Françoise Vergès. Dédier à Aimé
Césaire ce 10 mai est un geste fortement symbolique, mais
c’est aussi signaler l’actualité de Césaire.
Ses réflexions sur une civilisation qui ne questionne pas
son coeur sombre sont toujours d’actualité, comme ses
réflexions sur la différence et la démocratie.
C’est cette dimension qu’il faut aussi valoriser à
travers le 10 mai.
Certains craignent une institutionnalisation de cette journée
de commémoration. Qu’en pensez-vous ?
Françoise Vergès. Cette opinion s’appuie sans
doute sur une méconnaissance de la diversité des manifestations
organisées en France métropolitaine et dans l’outre-mer.
C’est la troisième édition du 10 mai, et chaque
année, on assiste à une véritable appropriation
de cette date par des associations, des écoles, des collectivités,
des institutions. C’est le signe d’un besoin, d’une
attente de la société qui veut comprendre pourquoi
on parle tant de la traite et de l’esclavage, qui veut mieux
comprendre l’actualité des questions qui lui sont associées
: racisme, héritages d’inégalité. Il
y a un vrai désir d’apprendre.
Plus particulièrement, on ne peut à la fois vouloir
qu’une date soit décrétée et regretter
qu’elle le soit. Un des objectifs du 10 mai, et ceci dans
l’esprit de la loi dite loi Taubira, est d’encourager
la diffusion par tous les moyens de l’histoire de la traite,
de l’esclavage et de leurs abolitions. Cela passe en partie
par des institutions, dont l’école, l’université,
les médias. Pour ce qui est des cérémonies
officielles, le mouvement culturel et social qui a lutté
pour qu’une loi soit adoptée souhaitait la reconnaissance
par les plus hautes instances de l’État du crime, de
ses conséquences et de ses héritages. C’est
une dimension politique et symbolique qui a sa fonction. Finalement,
la résistance à l’hégémonie de
l’institutionnalisation passe par la mobilisation des associations,
chercheurs, enseignants, groupes, individus, qui développent
des initiatives.
Comment analysez-vous l’évolution de la prise
de conscience collective sur ce sujet ?
Françoise Vergès. C’est une longue prise de
conscience. Dans les années 1990, le silence commence à
être levé ! Cette prise de conscience participe du
questionnement sur le « mythe national », sur le récit
national, qui fait partie du mythe ? Sur la fameuse « identité
nationale », comment se construit-elle ? Qu’est-ce qu’être
« français ».
Le mouvement est parti des quatre DOM. Dans les colonies post-esclavagistes,
les mémoires et cultures populaires avaient maintenu et transmis
les mémoires de souffrances et de résistances quotidiennes.

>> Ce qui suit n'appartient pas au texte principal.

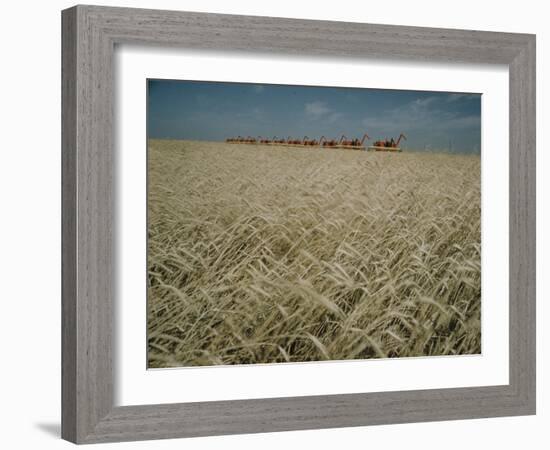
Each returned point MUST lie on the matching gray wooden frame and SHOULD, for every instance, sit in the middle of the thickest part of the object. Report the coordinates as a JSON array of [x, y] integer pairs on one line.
[[89, 36]]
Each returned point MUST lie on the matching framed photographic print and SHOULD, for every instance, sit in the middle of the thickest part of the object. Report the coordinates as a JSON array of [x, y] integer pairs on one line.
[[277, 224]]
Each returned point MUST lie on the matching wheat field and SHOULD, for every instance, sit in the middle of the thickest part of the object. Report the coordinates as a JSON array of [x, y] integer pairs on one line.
[[263, 254]]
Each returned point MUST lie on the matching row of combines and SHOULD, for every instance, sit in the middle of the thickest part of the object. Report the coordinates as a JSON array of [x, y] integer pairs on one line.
[[388, 145]]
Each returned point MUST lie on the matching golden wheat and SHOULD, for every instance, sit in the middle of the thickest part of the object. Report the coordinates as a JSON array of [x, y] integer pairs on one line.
[[261, 254]]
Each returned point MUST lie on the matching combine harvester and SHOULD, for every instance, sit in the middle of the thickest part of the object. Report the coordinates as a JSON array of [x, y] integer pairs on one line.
[[388, 145], [352, 144]]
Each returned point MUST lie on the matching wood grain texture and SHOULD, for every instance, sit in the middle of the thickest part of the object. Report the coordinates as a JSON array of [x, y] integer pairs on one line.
[[89, 36]]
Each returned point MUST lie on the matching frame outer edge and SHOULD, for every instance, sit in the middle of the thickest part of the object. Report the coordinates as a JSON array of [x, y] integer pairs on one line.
[[89, 415], [68, 223]]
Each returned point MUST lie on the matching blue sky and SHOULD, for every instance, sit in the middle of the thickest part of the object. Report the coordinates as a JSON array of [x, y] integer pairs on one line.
[[214, 111]]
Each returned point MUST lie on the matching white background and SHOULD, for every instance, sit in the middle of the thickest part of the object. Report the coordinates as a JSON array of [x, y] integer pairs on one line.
[[30, 224], [134, 385]]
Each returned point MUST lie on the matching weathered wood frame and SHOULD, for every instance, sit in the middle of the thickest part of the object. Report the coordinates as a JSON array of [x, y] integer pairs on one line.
[[89, 36]]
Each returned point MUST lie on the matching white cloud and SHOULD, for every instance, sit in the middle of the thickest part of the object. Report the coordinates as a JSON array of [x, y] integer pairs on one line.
[[455, 97], [317, 109]]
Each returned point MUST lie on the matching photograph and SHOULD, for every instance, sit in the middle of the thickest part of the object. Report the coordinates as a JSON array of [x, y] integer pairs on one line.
[[293, 224]]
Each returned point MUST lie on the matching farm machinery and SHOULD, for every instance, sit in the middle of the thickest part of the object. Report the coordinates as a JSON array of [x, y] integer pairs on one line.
[[352, 144], [388, 145]]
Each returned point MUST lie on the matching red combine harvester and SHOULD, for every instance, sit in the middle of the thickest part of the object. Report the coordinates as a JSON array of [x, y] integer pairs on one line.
[[386, 145], [328, 143], [352, 144], [307, 142]]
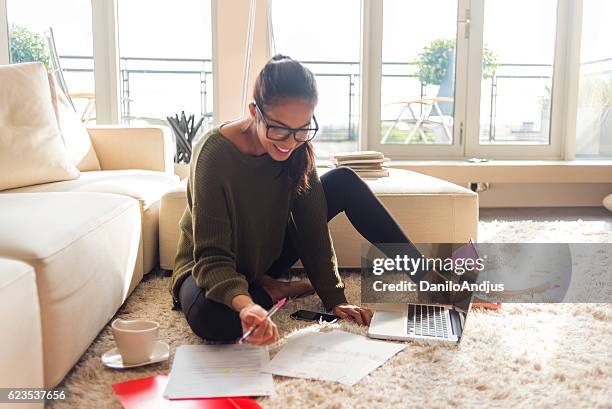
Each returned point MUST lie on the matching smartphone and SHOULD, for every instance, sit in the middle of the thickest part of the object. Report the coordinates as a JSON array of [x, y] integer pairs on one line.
[[304, 315]]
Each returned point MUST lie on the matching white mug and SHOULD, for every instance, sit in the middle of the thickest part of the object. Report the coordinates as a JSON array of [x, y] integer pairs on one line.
[[135, 339]]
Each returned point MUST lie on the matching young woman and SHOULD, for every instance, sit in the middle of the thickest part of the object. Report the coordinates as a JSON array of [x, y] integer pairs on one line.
[[255, 205]]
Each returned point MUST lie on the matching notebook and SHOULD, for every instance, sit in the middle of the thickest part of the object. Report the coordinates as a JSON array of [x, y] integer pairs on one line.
[[147, 393]]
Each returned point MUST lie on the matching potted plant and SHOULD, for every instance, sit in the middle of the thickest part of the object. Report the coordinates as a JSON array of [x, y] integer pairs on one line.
[[433, 61], [27, 46], [185, 131]]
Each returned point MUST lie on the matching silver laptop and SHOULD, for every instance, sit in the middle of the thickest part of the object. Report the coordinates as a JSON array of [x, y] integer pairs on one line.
[[429, 322]]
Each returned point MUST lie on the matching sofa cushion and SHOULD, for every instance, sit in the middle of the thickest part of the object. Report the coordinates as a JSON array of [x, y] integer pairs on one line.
[[76, 138], [21, 361], [85, 248], [146, 186], [31, 147]]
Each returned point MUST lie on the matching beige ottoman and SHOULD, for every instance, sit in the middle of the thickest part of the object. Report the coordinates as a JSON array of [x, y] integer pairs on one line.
[[429, 210]]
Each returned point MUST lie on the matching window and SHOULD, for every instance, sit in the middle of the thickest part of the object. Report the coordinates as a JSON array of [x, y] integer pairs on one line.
[[463, 78], [73, 42], [594, 120], [325, 36], [165, 59], [418, 72]]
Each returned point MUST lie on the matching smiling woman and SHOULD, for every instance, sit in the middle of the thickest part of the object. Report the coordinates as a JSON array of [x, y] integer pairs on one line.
[[255, 205]]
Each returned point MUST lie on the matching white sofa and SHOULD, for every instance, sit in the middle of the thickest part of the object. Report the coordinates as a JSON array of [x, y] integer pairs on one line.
[[88, 241], [22, 348]]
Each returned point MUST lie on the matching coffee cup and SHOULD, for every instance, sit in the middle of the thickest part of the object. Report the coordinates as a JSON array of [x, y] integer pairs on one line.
[[135, 339]]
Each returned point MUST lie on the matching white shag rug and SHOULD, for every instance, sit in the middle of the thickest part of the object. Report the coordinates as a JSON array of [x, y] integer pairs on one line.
[[527, 355]]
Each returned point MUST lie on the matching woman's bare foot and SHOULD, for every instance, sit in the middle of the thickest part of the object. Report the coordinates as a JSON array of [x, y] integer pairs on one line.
[[280, 289]]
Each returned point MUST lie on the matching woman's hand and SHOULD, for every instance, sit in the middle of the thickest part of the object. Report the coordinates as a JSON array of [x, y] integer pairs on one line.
[[266, 333], [360, 315]]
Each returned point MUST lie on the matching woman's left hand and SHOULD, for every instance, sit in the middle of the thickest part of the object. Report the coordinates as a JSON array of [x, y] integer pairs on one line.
[[360, 315]]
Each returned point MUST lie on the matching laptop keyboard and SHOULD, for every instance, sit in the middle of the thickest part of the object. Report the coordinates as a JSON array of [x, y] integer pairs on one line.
[[427, 321]]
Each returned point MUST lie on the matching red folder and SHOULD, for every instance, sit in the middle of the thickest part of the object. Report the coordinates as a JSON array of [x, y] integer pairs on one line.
[[148, 393]]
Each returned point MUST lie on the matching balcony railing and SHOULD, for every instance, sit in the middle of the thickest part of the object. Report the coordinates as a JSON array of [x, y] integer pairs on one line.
[[340, 78]]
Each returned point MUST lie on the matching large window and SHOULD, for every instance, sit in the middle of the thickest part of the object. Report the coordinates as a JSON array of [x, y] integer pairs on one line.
[[594, 121], [70, 22], [418, 71], [165, 59], [325, 36], [415, 79], [468, 78], [515, 99]]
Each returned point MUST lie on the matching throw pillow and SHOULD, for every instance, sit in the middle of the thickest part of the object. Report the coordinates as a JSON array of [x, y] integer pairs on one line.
[[31, 148]]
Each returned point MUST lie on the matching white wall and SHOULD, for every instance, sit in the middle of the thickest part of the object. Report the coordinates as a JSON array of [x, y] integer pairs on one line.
[[229, 54], [4, 40]]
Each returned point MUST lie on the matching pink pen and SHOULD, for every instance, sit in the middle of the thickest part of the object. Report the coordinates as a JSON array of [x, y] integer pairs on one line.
[[270, 313]]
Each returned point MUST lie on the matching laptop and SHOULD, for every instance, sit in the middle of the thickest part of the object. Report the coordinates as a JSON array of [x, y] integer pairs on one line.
[[428, 322]]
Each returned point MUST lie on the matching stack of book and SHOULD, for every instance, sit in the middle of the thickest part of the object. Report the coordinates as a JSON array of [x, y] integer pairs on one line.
[[367, 164]]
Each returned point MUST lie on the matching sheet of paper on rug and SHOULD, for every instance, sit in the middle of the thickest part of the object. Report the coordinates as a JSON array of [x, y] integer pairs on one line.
[[147, 393], [212, 371], [336, 356]]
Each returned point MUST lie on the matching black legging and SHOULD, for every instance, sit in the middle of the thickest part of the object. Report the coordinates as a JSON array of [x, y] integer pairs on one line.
[[344, 191]]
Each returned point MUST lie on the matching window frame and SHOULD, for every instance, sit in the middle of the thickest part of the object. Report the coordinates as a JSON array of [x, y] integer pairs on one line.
[[372, 32], [467, 93], [467, 115]]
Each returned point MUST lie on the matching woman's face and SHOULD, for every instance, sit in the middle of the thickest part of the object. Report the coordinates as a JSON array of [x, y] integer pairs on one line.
[[292, 113]]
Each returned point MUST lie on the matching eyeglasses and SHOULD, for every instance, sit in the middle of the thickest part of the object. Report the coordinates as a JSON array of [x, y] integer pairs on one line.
[[282, 133]]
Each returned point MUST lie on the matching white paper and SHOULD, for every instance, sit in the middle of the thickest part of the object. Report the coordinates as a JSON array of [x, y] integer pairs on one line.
[[213, 371], [336, 356]]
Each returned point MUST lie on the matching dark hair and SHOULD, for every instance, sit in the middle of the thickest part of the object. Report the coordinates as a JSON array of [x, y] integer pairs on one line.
[[285, 78]]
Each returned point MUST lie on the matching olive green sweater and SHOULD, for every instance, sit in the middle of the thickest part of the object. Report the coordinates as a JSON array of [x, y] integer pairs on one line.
[[233, 227]]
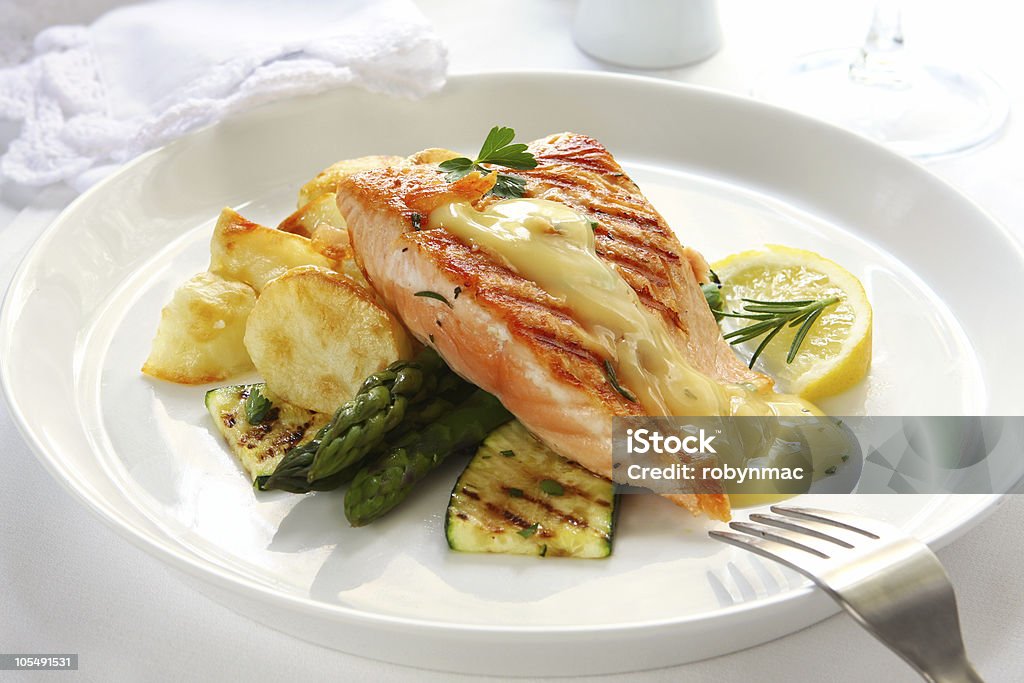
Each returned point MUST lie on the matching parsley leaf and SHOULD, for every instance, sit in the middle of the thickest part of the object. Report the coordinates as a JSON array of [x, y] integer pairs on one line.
[[509, 186], [498, 150], [434, 295], [457, 168], [499, 137], [552, 487]]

Les mémoires ont constitué un espace de résistance
contre un récit historique qui s’écrivait en
niant l’existence de cet événement. Dans les
années 1960, à la suite des mouvements anticolonialistes,
un mouvement culturel a émergé qui milite pour une
réappropriation de cette histoire. L’esclave et le
marron deviennent les caractères principaux de romans, pièces
de théâtre, poèmes, chants. Les lieux de mémoire
sont répertoriés, des figures héroïques
sont redécouvertes : Delgrès, la mulâtresse
Solitude, Dimitile, Cimendef…
En France hexagonale, il faut attendre 1989 (colloques lors du
bicentenaire de la Révolution française), puis les
années 1990 (exposition « Anneaux de la mémoire
» à Nantes ; programme UNESCO, « Route de l’esclave
») et surtout les manifestations de 1998 pour que la chape
du silence - commence à se fissurer.
La loi de 2001 a agi comme un déclencheur : depuis, les
programmes et les manuels scolaires ont intégré cette
histoire, il y a un laboratoire de recherche au CNRS, des expositions,
des conférences… Il y a encore à faire mais
le mouvement est engagé. Ainsi, il faut un centre de ressources
et de documentation pour le grand public.
Quel rôle entend jouer le comité dans la mise
en valeur de cette mémoire ?
Françoise Vergès. Le Comité pour la mémoire
de l’esclavage estime que les propositions de son rapport
2005 (publié à La Découverte) constituent encore
un document de référence en la matière. Il
faut faire comprendre que cette histoire est nationale (quatre siècles
de traite et d’esclavage organisés par la France),
encourager la recherche et sa diffusion la plus large, construire
un centre de documentation ouvert au grand public, valoriser les
contributions de sociétés créoles à
la culture, l’art et la pensée, rétablir la
figure de l’esclave comme acteur de la modernité.